Coronavirus

The new CMS: No grades for now, a digital divide - and plenty of challenges ahead.

Tiffany North knows that her eight-year-old son, Quincy, counts off the days in his head.

From one up to sixty — that’s how long the family has free wifi at home, courtesy of Spectrum. Without internet, Quincy and his sister, Victoria, would be cut off from online learning while their charter school, KIPP Charlotte, is closed to slow the spread of the coronavirus.

“He’s asked me, what happens after that?” North said. To herself, she wonders if that will mean an additional bill to pay once the 60-day period ends.

When cases of COVID-19 began spreading in Charlotte, the pandemic reshaped education as students and teachers navigate learning from far apart.

Making the transition more difficult: the divide between schools and families best prepared to launch into online, remote classes and those scrambling to access technology while facing financial instability and other challenges at home.

Weeks after Gov. Roy Cooper’s first executive order closed schools across the state, CMS and other public school districts are still working through what it means to provide a public education during a global pandemic.

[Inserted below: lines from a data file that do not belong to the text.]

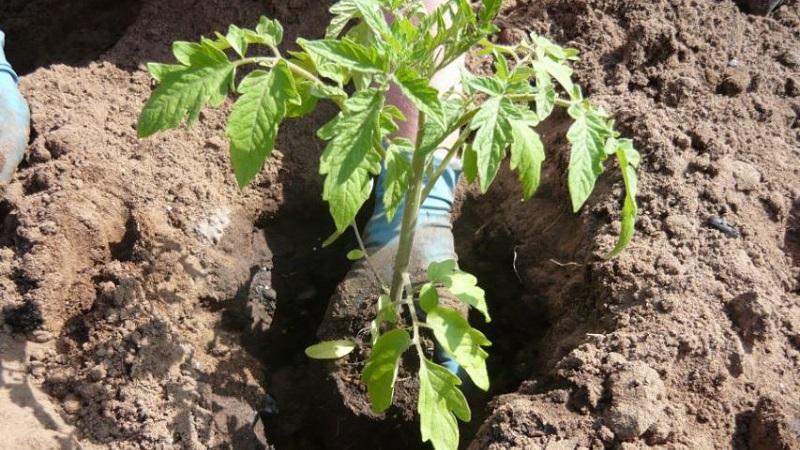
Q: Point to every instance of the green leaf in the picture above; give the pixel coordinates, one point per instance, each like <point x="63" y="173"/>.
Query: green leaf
<point x="527" y="155"/>
<point x="355" y="255"/>
<point x="470" y="160"/>
<point x="330" y="349"/>
<point x="628" y="159"/>
<point x="160" y="71"/>
<point x="194" y="54"/>
<point x="350" y="159"/>
<point x="316" y="64"/>
<point x="308" y="97"/>
<point x="372" y="14"/>
<point x="462" y="342"/>
<point x="237" y="40"/>
<point x="347" y="53"/>
<point x="461" y="284"/>
<point x="587" y="135"/>
<point x="380" y="372"/>
<point x="332" y="238"/>
<point x="270" y="31"/>
<point x="490" y="9"/>
<point x="560" y="72"/>
<point x="421" y="94"/>
<point x="183" y="93"/>
<point x="428" y="297"/>
<point x="492" y="138"/>
<point x="434" y="132"/>
<point x="491" y="86"/>
<point x="256" y="115"/>
<point x="440" y="402"/>
<point x="396" y="178"/>
<point x="343" y="12"/>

Earlier this month, the state board of education told school districts to not assign grades unless they can ensure all students have equal access to remote learning.

The state Department of Public Instruction has said that the policies for promoting students to the next grade have not changed, after hoaxes spread about students having to repeat a year.

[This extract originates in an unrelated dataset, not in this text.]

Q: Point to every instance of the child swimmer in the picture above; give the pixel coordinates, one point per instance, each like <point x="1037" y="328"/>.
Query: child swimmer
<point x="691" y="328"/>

Seniors who were passing their classes as of March 13, the last day before schools closed, will be marked as passing for the year, while those were were failing will have the chance to pass by taking a final exam.

In CMS, students were given supplemental, optional assignments for three weeks while the district awaited guidance from the state on when and how to teach new material. New learning started on April 6, but deputy superintendent Matt Hayes said in a video update that CMS would not issue grades yet while it continued to survey students’ access to the internet and technology.

Instead, teachers will make assignments, provide feedback and take anecdotal notes on student work, which may later be converted into a grade, chief academic officer Brian Kingsley said.

In kindergarten through third grade, student assignments will be done through hard copy packets distributed through CMS’ network of meal pick-up sites, while older students will receive their work online.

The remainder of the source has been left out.